Redox incident

VPN Degradation for subset of VPN tunnels

Redox experienced a major incident on February 23, 2026 affecting Traffic Processing, lasting 43m. The incident has been resolved; the full update timeline is below.

Started: Feb 23, 2026, 08:31 PM UTC
Resolved: Feb 23, 2026, 09:14 PM UTC
Duration: 43m
Detected by Pingoru: Feb 23, 2026, 08:31 PM UTC

Affected components

Traffic Processing

Update timeline

identified Feb 23, 2026, 08:31 PM UTC

We have identified the issue with our VPN gateways and are currently working on a fix.
identified Feb 23, 2026, 08:38 PM UTC

We have identified the issue with our VPN gateways and are currently working on a fix.
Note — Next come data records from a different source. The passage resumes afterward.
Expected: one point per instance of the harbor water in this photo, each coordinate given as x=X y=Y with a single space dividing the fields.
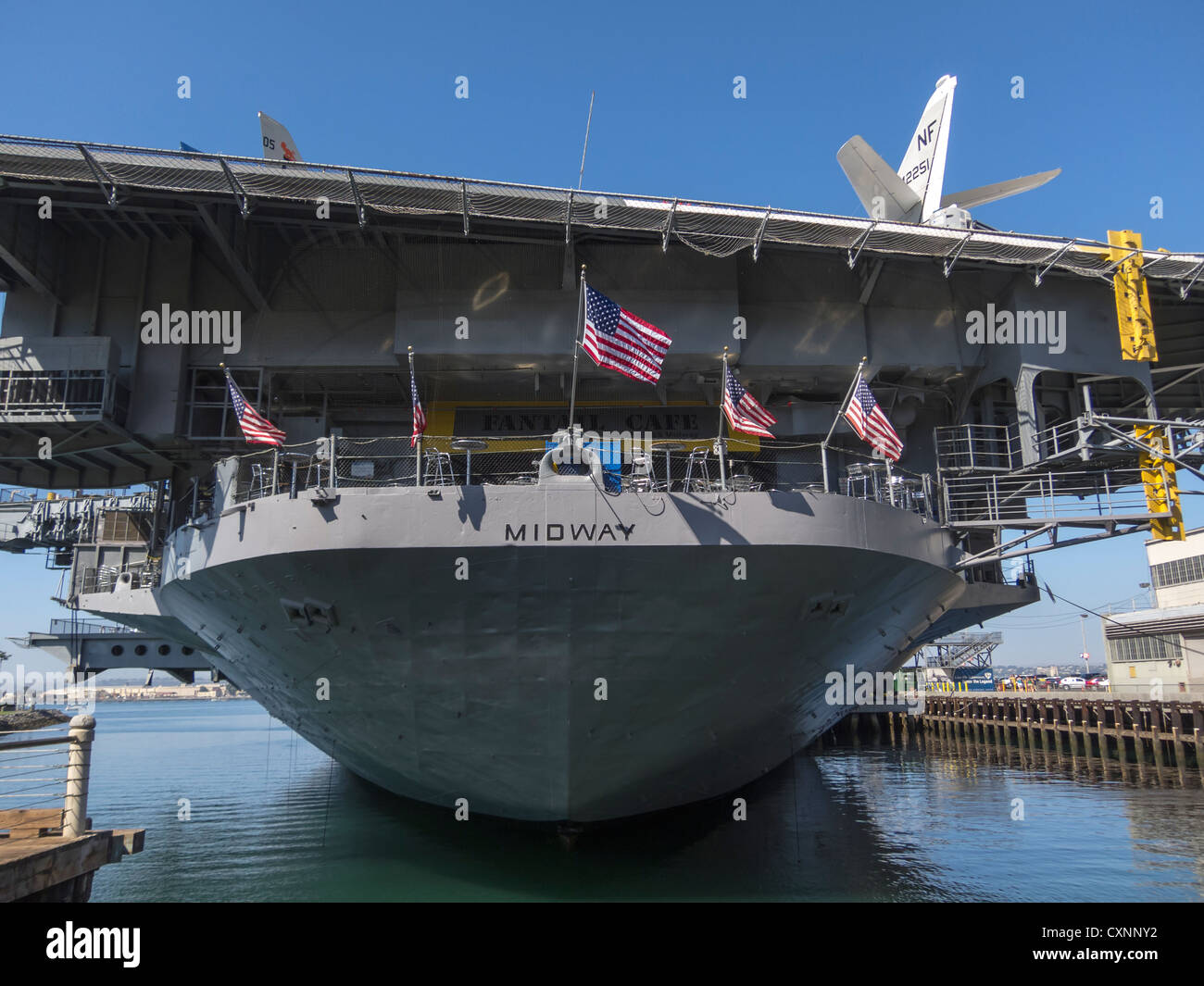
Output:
x=239 y=808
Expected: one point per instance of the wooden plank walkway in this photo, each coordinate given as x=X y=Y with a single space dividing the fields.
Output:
x=37 y=862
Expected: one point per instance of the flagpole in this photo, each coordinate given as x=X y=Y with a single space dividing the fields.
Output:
x=418 y=450
x=835 y=420
x=719 y=440
x=577 y=352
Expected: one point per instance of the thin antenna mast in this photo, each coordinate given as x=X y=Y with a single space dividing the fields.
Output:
x=589 y=119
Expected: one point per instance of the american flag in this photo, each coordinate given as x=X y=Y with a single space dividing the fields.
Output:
x=420 y=417
x=256 y=428
x=743 y=411
x=871 y=424
x=617 y=339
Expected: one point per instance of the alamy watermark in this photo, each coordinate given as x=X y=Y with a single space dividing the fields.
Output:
x=631 y=445
x=168 y=327
x=1008 y=328
x=868 y=690
x=25 y=689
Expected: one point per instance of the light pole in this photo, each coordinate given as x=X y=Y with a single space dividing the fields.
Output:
x=1148 y=595
x=1086 y=657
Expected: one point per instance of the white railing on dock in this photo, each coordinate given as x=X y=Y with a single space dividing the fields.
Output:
x=29 y=779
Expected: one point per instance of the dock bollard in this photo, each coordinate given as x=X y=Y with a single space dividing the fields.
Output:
x=83 y=730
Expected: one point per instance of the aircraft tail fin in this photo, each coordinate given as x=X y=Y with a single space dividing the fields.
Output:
x=882 y=192
x=278 y=144
x=984 y=194
x=923 y=164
A subset of HL7 over VPN traffic will be impacted.
monitoring Feb 23, 2026, 08:55 PM UTC

Our gateways have been restarted and VPN tunnels are coming back up. We are currently monitoring results.
monitoring Feb 23, 2026, 08:59 PM UTC

As of 02/23/2026 at ~2:15 PM Central Time, the Redox MLLP Listener service is experiencing degraded performance for processing inbound MLLP transactions. Inbound and outbound HL7 messages to and from Redox were delayed while we investigated the root cause. Web requests (HTTPS) from Redox were unaffected. We have mitigated the issue and VPN tunnels are back online. If you have any additional questions, please notify us at [email protected].
resolved Feb 23, 2026, 09:14 PM UTC

This incident has been resolved.
postmortem Mar 02, 2026, 03:28 PM UTC

### **Summary** On **February 23, 2026**, between **1:05 AM to 2:05 AM CST** and **1:53 PM to 3:03 PM CST**, a subset of customers experienced elevated latency and connectivity issues across a number of our MLLP VPN Gateways. Service was fully restored once primary gateway instances were cycled and traffic successfully failed over to secondary nodes. ### **What Happened** The outage was triggered by a memory exhaustion event on specific VPN Gateway instances. There was a memory leak in a third party library led to a steady rise in memory consumption, eventually causing the primary instances to become unresponsive. ### **What We Are Doing** To prevent a recurrence and improve our response time, our engineering team is implementing the following measures: * **Stability:** We are deploying updates that mitigate the issue we saw with the third party memory leak to prevent resource exhaustion and non-responsive primary gateway instances. We submitted a ticket with the third party library and they have resolved the issue in the library. * **Enhanced Monitoring:** We are deploying updates to have more granular alerts that monitor MLLP gateway traffic health and reduce time to detection for unhealthy gateways. * **Service Resilience:** We are reviewing our automated health monitoring and failover protocols to ensure the system responds effectively to instance health changes.